7. Residua, infine, il quarto motivo, che è inammissibile in quanto pretende di ottenere in questa sede una valutazione di merito in ordine alle ragioni particolari per le quali il dante causa degli odierni ricorrenti avrebbe limitato la domanda al solo risarcimento del danno biologico.
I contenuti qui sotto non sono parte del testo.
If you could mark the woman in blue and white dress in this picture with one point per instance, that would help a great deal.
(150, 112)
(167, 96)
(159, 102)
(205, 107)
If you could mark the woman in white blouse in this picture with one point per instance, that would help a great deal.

8. Il ricorso, pertanto, è rigettato. A tale esito segue la condanna dei ricorrenti al pagamento delle spese del giudizio di cassazione, liquidate ai sensi del d.m. 10 marzo 2014, n. 55. Sussistono, inoltre, le condizioni di cui all'art. 13, comma 1-quater, del d.P.R. 30 maggio 2002, n. 115, per il versamento, da parte dei ricorrenti, dell'ulteriore importo a titolo di contributo unificato pari a quello previsto per il ricorso, se dovuto.
P.Q.M.
La Corte rigetta il ricordo e condanna i ricorrenti in solido al pagamento delle spese del giudizio di cassazione, liquidate in complessivi euro 2.200, di cui euro 200 per esborsi, oltre spese generali e accessori di legge. Ai sensi dell'art. 13, comma 1-quater, del d.P.R. 30 maggio 2002, n. 115, dà atto della sussistenza delle condizioni per il versamento, da parte dei ricorrenti, dell'ulteriore importo a titolo di contributo unificato pari a quello previsto per il ricorso, se dovuto.